The selling was so extreme that only 264 stocks rose on the NYSE - and 2,986 dropped. That's a telling sign considering the stock market is considered a leading economic indicator, with investors tending to buy and sell based on where they believe the economy will be in six to nine months.

Monday's stock trading extended what has been an extraordinary stretch of volatility, in which triple-digit drops in the Dow are becoming almost commonplace. The steep decline indicates that investors are becoming more convinced that the country is leading a prolonged economic crisis that is shifting to other nations.

"The market view is shifting from looking just at the misery of the financial sector to the global economy," said Georges Ugeux, chairman and chief executive of New York-based Galileo Global Advisors. "There are enough indication that two things are happening: The crisis is spreading to other sectors, and that it is becoming global."

Ugeux believes Monday's rout had little to do with any short-term problems facing the market, such as paralyzed credit markets or ailing financial companies.

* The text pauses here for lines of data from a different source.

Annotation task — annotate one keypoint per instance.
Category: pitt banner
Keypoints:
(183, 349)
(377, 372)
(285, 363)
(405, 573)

He believes that, regardless of the late-day rebound in stocks, "the reaction is clearly giving a downtrend and that there is a lack of confidence of investors into the future growth of the U.S. and the world economy."

The Dow fell as much as 800.06, then recovered in erratic trading to a loss of 369.88, or 3.58 percent, to close at 9,955.50, dropping below 10,000 for the first time since Oct. 29, 2004. The Dow surpassed its previous record for a one-day point decline - 778, which the blue chips suffered a week ago when investors feared the bailout package might not pass Congress.

Broader indexes also tumbled. The Standard & Poor's 500 index shed 42.34, or 3.85 percent, to 1,056.89; and the Nasdaq composite index fell 84.43, or 4.34 percent, to 1,862.96. The Russell 2000 index of smaller companies dropped 23.49, or 3.79 percent, to 595.91.